Thursday, October 12, 2006

Will S.O.T. feel the pain next ?

The recent raising of the matter of the trial of George Fernandes for corruption and the subsequent decline of Tehelka, apparently caused by BJP pressure, brought two futher issues to my mind. Firstly the resulting feeling of less faith in the BJP, not because some politician had found himself with a problem, but because the party had stooped to bullying a newspaper known to be widely read, just because it did not suit the current party line. At what point does this become serious suppression of a widely held public view, leaving open questions as to a suitable means of recourse. All very well for pipesuckers like the English or Americans, one may say, but in fact in the new information age of the 21st century perhaps it becomes sadly more relevant to a modern India. After all, one ideal of terrorism is to suppress free speech and should one not therefore concern oneself with such factors as its attempted suppression by the BJP?
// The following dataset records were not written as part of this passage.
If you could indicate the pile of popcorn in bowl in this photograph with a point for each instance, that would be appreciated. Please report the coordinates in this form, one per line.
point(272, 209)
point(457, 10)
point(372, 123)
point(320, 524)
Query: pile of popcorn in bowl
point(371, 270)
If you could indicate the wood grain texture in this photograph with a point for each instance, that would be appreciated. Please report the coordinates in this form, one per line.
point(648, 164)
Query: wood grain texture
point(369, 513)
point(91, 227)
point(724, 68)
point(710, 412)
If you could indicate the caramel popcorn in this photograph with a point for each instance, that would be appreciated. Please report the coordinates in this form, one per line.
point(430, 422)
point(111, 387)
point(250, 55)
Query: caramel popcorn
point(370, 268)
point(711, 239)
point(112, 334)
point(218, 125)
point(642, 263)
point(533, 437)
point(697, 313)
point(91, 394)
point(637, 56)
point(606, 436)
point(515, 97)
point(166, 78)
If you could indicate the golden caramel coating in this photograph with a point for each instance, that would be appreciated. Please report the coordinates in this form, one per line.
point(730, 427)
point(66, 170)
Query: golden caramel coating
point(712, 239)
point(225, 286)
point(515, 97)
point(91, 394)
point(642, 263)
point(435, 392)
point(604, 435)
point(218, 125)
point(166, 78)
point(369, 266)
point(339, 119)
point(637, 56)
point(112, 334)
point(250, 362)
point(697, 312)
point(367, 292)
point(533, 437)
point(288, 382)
The second issues concerns 'Signs of the Times'. Now that is a paper I have read casually for many years. As a scientist I feel and am very aware that there are parts of it which certainly appear too New Age (sort of watered down Brian Josephson stuff) but I do accept that it tries to live by its premises and could become a source of new understanding and new angles on the unknown which one may eventually explore in quite different directions. Unfortunately on or about Oct 11th, 2006 it put out a podcast, available free onsite, which implies that it, too, is soon likely to disintegate. So it seems to need more money and/or subscribers now, a common complaint with magazines. This paper does regularly supply interesting political as well as scientific links (the name of Arkadiusz Jadczyk is of course well enough known to the cognoscenti).

Winston Churchill (or his speechwriter) once said something like "The lights of Europe are going out - we shall not see them again in our time". SOT would go further, and in a podcast for example claim there is in progress an intentional cull of the poor of the world by the rich, worse than genocide.

IMO: I suppose that makes it poorocide not genocide, but certainly there are groups in (of course) Texas and elsewhere who actively recommend poorocide. Whether George Bush is of their number is not known.